What’s the latest on the protests? RWE plans to clear a large swathe of ancient forest and protesters have been occupying the site for as long as 6 years in purpose-built treehouses. Clearance of the treehouses started last week with 4,000 police and a lot of machinery. Tragically, a journalist died on Wednesday while observing the protests. He fell from a treehouse. The protests stepped up with 7,000 protesters on Sunday despite the heavy rain.
Here is the update from just the last 24 hours:
- Treehouse clearances restarted.
- Greenpeace issued a press release saying the Hambach mine may not now be lawful.
- The railway has been blocked, preventing coal deliveries to RWE’s power plant.
- Solidarity protests in Hamburg, Turkey, and outside London’s RWE offices.
- Hackers brought the RWE website down last night for several hours.
The forest clearance date is 14-Oct. It’s not possible to predict how big these protests could snowball by then.
These are not the first protests over mine extensions in German history, but these protests are different. The protests are swinging political support against RWE, and with the German Coal Commission planning an imminent decision on how to phase-out coal, political support is everything.
How is RWE losing political support? RWE has turned down two opportunities to postpone the clearing of Hambach forest last week. Firstly on Tuesday when the Coal Commission met, and secondly on Thursday morning after the death of a journalist in the forest. By demanding that the police push ahead with the clearance, RWE is showing how unengaged and unsympathetic they are. Even where RWE has traditionally had support from local municipalities, these municipalities have begun divesting their stakes. But they still own 1/6th of total RWE shares; the protests are likely to speed that divestment process.
Large institutional investors are starting to take notice too. On the 14th of September, Deka Bank released a statement urging RWE to “..suspend clearing work until the final result of the Coal Commission currently meeting has been achieved.” They added that: “as shareholders, we have no benefit from an escalation. On the contrary, we see the risk that RWE will unnecessarily jeopardise its reputation and future viability.”
How bad could the outcome of the Coal Commission be for RWE if political support for coal wanes? One only needs to look to the Netherlands. The Dutch Government brought in a comprehensive plan to replace the country’s coal plants (the majority of which are only 3 years old), with renewables by 2030. What’s more, compensation will not be paid to the utilities, because a carbon floor price will be brought in to make coal plants unprofitable. RWE owns one of the Dutch coal plants and has already threatened to sue the Dutch Government, worried this may set a precedent for the German coal phase-out. There are also solid reasons why the Coal Commission could retire RWE units faster than other German plants: many of RWE’s lignite units are the oldest, least efficient, dirtiest and least flexible – with the highest fixed costs, and in a region with the lowest unemployment rate.

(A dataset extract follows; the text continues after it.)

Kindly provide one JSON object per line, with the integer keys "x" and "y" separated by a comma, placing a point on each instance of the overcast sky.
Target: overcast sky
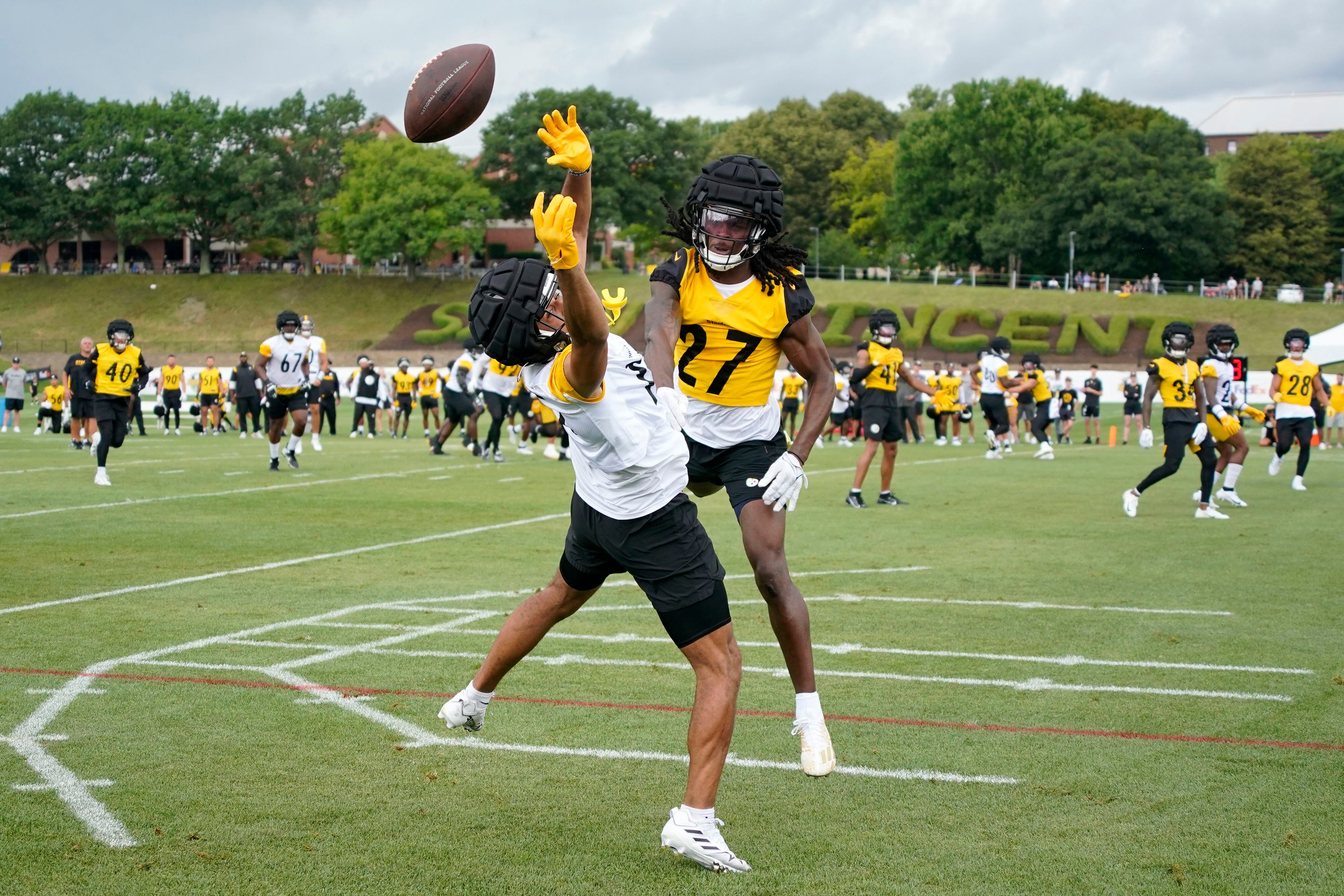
{"x": 679, "y": 58}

RWE has a good story to tell investors in the short-term for its lignite and nuclear business, with high power prices and its carbon mostly hedged – shielding it from the recent surge in ETS prices. But in 2022, a cliff-edge emerges. Its nuclear plants close in 2021 and 2022. The high power prices are mostly caused by high gas and hard coal prices, meaning lignite has not yet been penalised by the higher carbon price. But with the carbon price quadrupling in the last 12 months, RWE’s lignite business is riskier than ever. Investors seem to be extrapolating today’s good times forward. But they could be in a for a nasty shock.
Already there are rumours of a 2038 coal phase-out date gaining consensus in the Coal Commission, with much of the coal closure effort front-loaded, with many sides still arguing for something more ambitious. If the Coal Commission agrees to an ambitious outcome, a rapid shutdown of RWE’s lignite assets without compensation could send RWE’s share price tumbling.
Investors need to keep track of the protests in Hambach and how they impact the work of the Coal Commission. RWE’s share price could be in for a rough ride.